A rebeldia e a atitude dos punks são os elementos cruciais do que viria a se chamar cyberpunk. O termo é uma mistura, a grosso modo, da palavra cyber, que remete a tecnologia e punk, no sentido de pessoas marginalizadas da sociedade, impressas no lema “High Tech, Low Life”. Uma atitude desacreditada em um mundo que se pauta na alta tecnologia e baixa qualidade de vida. Expor essas contradições sociais, por meio da pervasividade da tecnologia é o centro da abordagem política do cyberpunk. Passadas quatro décadas, o cyberpunk acabou se tornando realidade em muitos aspectos.

No início dos anos 90, os dois maiores expoentes do cyberpunk, lançaram A Máquina Diferencial. Uma obra retrofuturista numa Inglaterra vitoriana, ou seja, recriou um momento do passado (o sucesso do invento de Charles Babbage, por exemplo), caso algo acontecesse diferente de nossa história. Na obra, ainda se fazem presentes os elementos de rebeldia e a relação com a tecnologia. O nome steampunk fazia sentido na obra, pois ela guarda muitas semelhanças na essência com Neuromancer, obra essencial do cyberpunk.

Tanto o cyberpunk quanto o steampunk extrapolaram os limites da literatura. A estética cyberpunk dominou o cinema de ação, de Blade Runner a Matrix, e a estética oitentista de uma maneira geral.
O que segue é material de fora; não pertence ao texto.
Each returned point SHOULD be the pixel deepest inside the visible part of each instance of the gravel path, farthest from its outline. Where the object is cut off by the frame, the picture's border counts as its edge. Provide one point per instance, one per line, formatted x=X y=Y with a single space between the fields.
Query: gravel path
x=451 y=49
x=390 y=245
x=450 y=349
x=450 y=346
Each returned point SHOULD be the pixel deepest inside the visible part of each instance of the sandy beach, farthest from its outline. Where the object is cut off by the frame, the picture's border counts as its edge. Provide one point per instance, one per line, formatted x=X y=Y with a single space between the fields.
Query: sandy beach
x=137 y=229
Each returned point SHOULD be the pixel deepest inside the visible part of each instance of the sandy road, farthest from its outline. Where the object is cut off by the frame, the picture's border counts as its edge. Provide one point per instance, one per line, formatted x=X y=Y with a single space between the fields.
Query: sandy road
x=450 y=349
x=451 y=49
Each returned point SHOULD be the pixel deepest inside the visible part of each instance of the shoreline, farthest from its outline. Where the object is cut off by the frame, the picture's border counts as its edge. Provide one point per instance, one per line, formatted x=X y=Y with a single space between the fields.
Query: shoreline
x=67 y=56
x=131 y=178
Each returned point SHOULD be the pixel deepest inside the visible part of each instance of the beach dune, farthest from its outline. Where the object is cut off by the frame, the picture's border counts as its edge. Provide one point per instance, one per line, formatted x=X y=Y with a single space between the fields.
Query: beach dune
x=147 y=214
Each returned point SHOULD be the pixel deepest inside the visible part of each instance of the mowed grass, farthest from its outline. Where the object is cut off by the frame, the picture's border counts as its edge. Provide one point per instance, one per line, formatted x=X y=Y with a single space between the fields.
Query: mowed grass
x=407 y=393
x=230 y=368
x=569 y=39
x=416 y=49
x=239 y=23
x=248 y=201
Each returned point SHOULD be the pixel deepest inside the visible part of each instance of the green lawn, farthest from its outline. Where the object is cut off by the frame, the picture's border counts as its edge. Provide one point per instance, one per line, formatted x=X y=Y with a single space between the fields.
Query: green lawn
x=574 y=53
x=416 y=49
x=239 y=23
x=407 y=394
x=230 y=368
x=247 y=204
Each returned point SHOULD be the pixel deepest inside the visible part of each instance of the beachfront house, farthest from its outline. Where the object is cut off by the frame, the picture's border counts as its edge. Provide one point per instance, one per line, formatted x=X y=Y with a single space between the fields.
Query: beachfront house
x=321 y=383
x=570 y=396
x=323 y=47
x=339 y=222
O steampunk, se não tão famoso, trilhou um caminho que, na literatura, o aproximou da Fantasia, e ganhou espaço entre cosplayers encantados com a estética (neo)vitoriana. Algo se perdeu. A estética suja de fuligem e fumaça dessa Inglaterra vitoriana que nunca existiu tornou-se algo limpinho e elegante, que em nada tem da atitude e rebeldia punk, que Gibson e Sterling escreveram em A Máquina Diferencial. É triste ver o sufixo punk em algo que muitas vezes não tem nada de punk. Estética pela estética. Poderia ser apenas retrofuturismo e não haveria nada de essencialmente errado nisso.

Contudo, nem tudo está empapado de beleza e estilo. Especificamente na literatura, podemos acompanhar várias obras brasileiras de steampunk que mantêm viva a rebeldia, a contestação e a atitude que fazem jus ao punk desse subgênero tão amado. Mais especificamente ainda, as obras steampunks de Eneias Tavares, A. Z. Cordenonzi e Nikelen Witter. São histórias retrofuturistas, cheios de personagens marginalizados com destaque e respeito, escritos com habilidade e referências histórias que deixam maravilhado este historiador que vos escreve. Tudo isso sem perder a atitude e a rebeldia que me fazem gostar tanto dessas visões semeadas, há quarenta anos, por Gibson e Sterling. Concluo clamando aos leitores e escritores que não deixem o punk morrer como um sufixo vazio.